The research house also believes that this mismatch is signalled by Yinson’s share buybacks.
“For instance, Yinson’s disclosure of its group net debt to earnings before interest, taxes, depreciation, and amortisation (Ebitda) appears to show a quarter-on-quarter improvement from 4.3 times to four times.
“However, based on IFRS disclosure of its 1Q24 group Ebitda of RM532mil, the ratio will reflect seven times, still an improvement from 8.1 times in the last quarter,” it explained.
UOBKH Research said Yinson is formulating a dividend payout plan from FY24 onwards, although the dividend per share (DPS) is expected to be modest as the group is still in a high-growth phase.
Meanwhile, Kenanga Research said Yinson will be paying quarterly dividends against its bi-annual or annual dividends at present.
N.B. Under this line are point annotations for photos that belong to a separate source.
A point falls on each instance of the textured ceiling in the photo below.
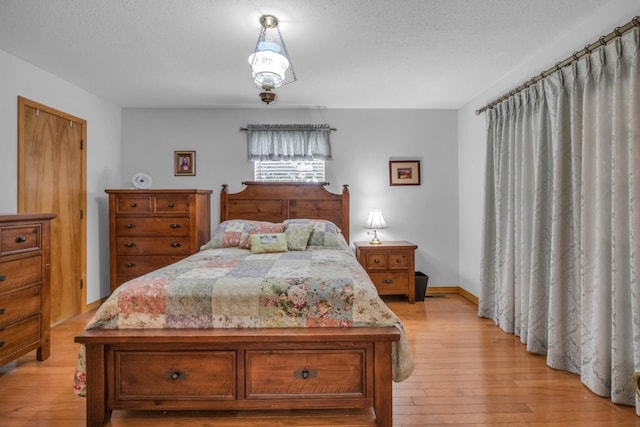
(346, 53)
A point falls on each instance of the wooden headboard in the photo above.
(277, 201)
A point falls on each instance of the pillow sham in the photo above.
(297, 235)
(268, 242)
(324, 234)
(258, 227)
(226, 235)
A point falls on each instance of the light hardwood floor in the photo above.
(468, 373)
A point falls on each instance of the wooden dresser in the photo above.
(24, 285)
(149, 229)
(391, 267)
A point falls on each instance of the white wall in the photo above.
(472, 130)
(19, 78)
(362, 146)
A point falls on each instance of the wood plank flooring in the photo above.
(468, 373)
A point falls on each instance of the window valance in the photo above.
(288, 142)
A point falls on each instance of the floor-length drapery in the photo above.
(561, 240)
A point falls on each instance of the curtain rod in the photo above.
(331, 129)
(617, 32)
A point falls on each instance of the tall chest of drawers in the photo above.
(24, 285)
(149, 229)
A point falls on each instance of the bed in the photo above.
(274, 313)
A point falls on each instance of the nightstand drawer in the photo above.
(390, 283)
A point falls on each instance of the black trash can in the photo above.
(421, 285)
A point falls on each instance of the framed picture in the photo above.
(404, 172)
(184, 163)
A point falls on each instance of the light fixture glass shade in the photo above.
(268, 68)
(375, 220)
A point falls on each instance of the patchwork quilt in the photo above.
(235, 288)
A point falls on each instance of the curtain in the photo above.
(561, 238)
(288, 142)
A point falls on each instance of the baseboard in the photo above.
(453, 290)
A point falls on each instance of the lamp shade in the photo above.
(375, 220)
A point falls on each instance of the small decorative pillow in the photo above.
(257, 227)
(324, 234)
(297, 235)
(226, 235)
(267, 242)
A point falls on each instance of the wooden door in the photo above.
(52, 178)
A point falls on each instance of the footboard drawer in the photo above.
(195, 375)
(308, 373)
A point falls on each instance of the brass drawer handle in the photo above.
(176, 375)
(305, 373)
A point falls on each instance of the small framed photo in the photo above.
(404, 172)
(184, 163)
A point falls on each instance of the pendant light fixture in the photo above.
(270, 60)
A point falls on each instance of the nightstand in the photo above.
(391, 267)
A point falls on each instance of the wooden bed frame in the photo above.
(246, 369)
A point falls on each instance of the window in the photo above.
(289, 170)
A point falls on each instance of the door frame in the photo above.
(25, 102)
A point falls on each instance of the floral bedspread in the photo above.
(233, 288)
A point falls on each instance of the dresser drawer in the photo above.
(188, 374)
(19, 336)
(21, 272)
(135, 266)
(276, 374)
(377, 261)
(171, 204)
(19, 239)
(389, 283)
(133, 204)
(20, 304)
(130, 226)
(136, 245)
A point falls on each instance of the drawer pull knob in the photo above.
(176, 375)
(305, 373)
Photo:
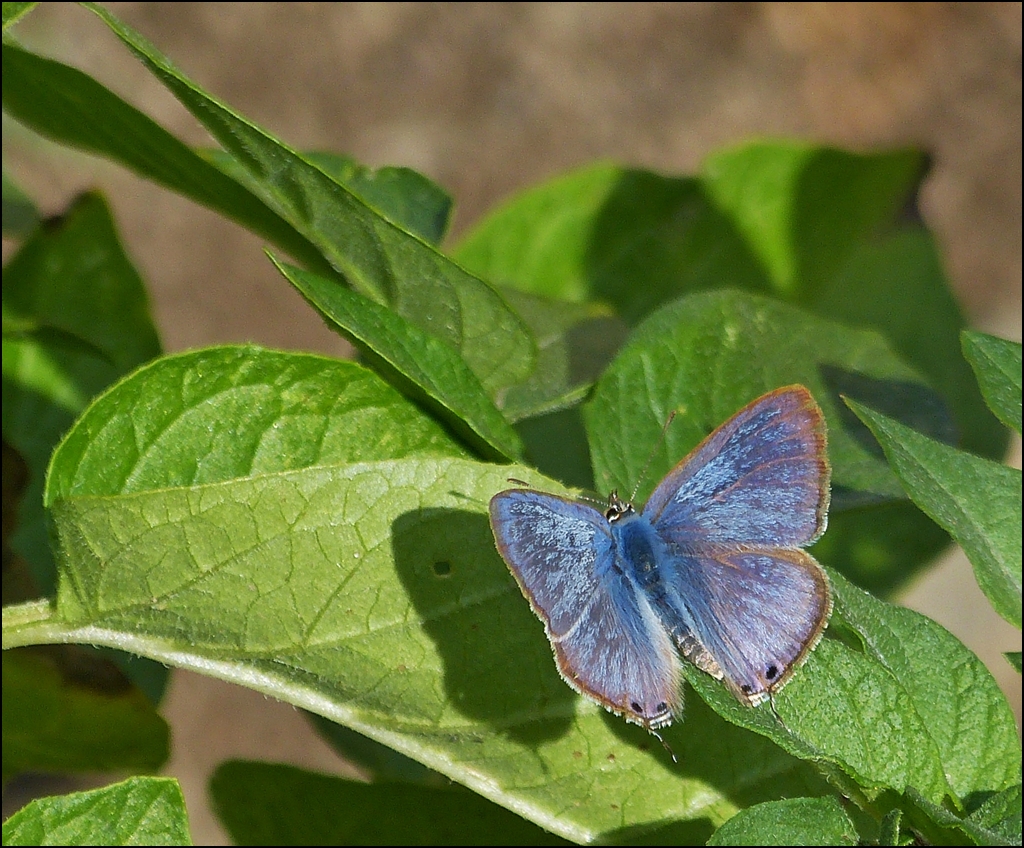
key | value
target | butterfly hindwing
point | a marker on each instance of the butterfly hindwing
(758, 612)
(608, 642)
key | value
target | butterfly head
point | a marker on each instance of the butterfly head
(617, 508)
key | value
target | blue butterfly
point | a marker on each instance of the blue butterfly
(711, 567)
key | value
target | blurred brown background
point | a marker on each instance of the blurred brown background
(488, 98)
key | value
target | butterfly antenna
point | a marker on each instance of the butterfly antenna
(650, 458)
(778, 718)
(665, 745)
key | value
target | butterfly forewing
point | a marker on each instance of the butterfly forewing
(608, 642)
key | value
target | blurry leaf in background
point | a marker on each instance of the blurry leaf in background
(66, 710)
(76, 318)
(976, 500)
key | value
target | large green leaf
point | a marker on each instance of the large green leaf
(377, 257)
(76, 318)
(269, 804)
(705, 356)
(793, 821)
(137, 811)
(976, 500)
(401, 195)
(73, 109)
(372, 593)
(421, 365)
(820, 227)
(232, 412)
(997, 366)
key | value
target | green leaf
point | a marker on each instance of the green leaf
(76, 318)
(380, 763)
(137, 811)
(373, 594)
(803, 209)
(997, 820)
(269, 804)
(378, 258)
(225, 413)
(968, 720)
(889, 830)
(400, 195)
(705, 356)
(421, 365)
(793, 821)
(73, 109)
(56, 719)
(626, 238)
(574, 343)
(996, 364)
(888, 703)
(12, 12)
(976, 500)
(896, 285)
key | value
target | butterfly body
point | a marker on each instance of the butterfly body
(711, 568)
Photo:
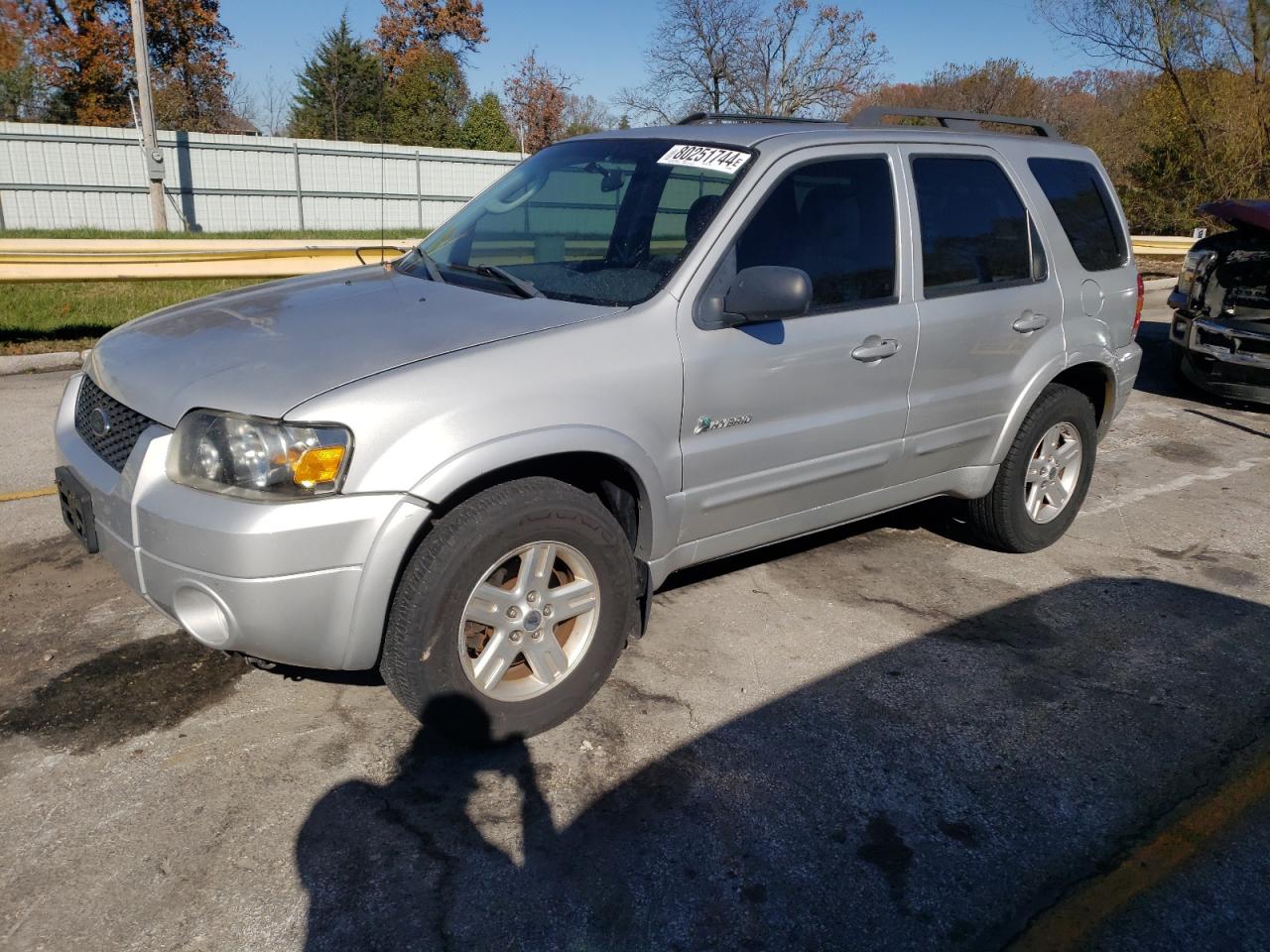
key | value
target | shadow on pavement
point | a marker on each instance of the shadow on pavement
(937, 794)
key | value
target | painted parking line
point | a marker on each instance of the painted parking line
(1069, 924)
(28, 494)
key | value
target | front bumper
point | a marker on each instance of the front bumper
(1230, 362)
(304, 583)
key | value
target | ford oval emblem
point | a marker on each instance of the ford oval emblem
(99, 421)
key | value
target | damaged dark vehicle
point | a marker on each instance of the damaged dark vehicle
(1220, 330)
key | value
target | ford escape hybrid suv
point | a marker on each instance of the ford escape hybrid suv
(638, 350)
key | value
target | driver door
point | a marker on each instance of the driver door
(784, 417)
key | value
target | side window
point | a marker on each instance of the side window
(834, 220)
(975, 230)
(1084, 209)
(688, 204)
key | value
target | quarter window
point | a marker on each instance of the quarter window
(975, 230)
(834, 220)
(1084, 209)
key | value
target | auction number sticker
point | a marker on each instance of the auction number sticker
(724, 160)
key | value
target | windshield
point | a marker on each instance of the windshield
(599, 221)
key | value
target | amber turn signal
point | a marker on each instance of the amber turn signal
(318, 465)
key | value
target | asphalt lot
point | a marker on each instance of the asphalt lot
(878, 738)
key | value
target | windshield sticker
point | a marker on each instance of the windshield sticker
(724, 160)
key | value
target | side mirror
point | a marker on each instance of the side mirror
(766, 293)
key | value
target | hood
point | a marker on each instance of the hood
(264, 349)
(1246, 212)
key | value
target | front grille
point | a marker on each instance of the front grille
(107, 425)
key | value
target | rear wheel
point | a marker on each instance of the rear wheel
(1044, 476)
(512, 612)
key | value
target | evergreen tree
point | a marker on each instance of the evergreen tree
(340, 90)
(485, 126)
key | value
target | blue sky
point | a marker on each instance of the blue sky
(601, 42)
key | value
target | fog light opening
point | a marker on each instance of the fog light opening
(202, 615)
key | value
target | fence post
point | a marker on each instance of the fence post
(300, 197)
(418, 185)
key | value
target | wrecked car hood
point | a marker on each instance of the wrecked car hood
(267, 348)
(1246, 212)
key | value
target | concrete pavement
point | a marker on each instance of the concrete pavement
(875, 738)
“Yinson hopes to pay out a minimum of one sen dividend per quarter, which is consistent with our forecasts of a four sen dividend annually,” the research house noted.
On Yinson’s non-oil and gas business segment, UOBKH Research said the full Ebitda ramp-up will take time following the commencement of a second solar plant in Nokh, India, on Nov 3, 2023, which is expected to contribute an additional RM12mil in Ebitda on top of the existing RM10mil base.
Meanwhile, the 97 megawatt Matarani solar project in Peru is on track for an end-2024 startup, though it has been slightly delayed from the original 3Q24 target.
Once operational, the Matarani solar project is expected to contribute about US$7mil in Ebitda.
Looking ahead, the research house said Yinson remains keen to bid for projects, and has identified 21 potential FPSO opportunities worth about US$13bil in capital expenditure in the medium-term horizon.
UOBKH Research, which made no changes to its earnings forecasts for the company has maintained a “buy” call on the stock with an unchanged target price of RM3.90 a share.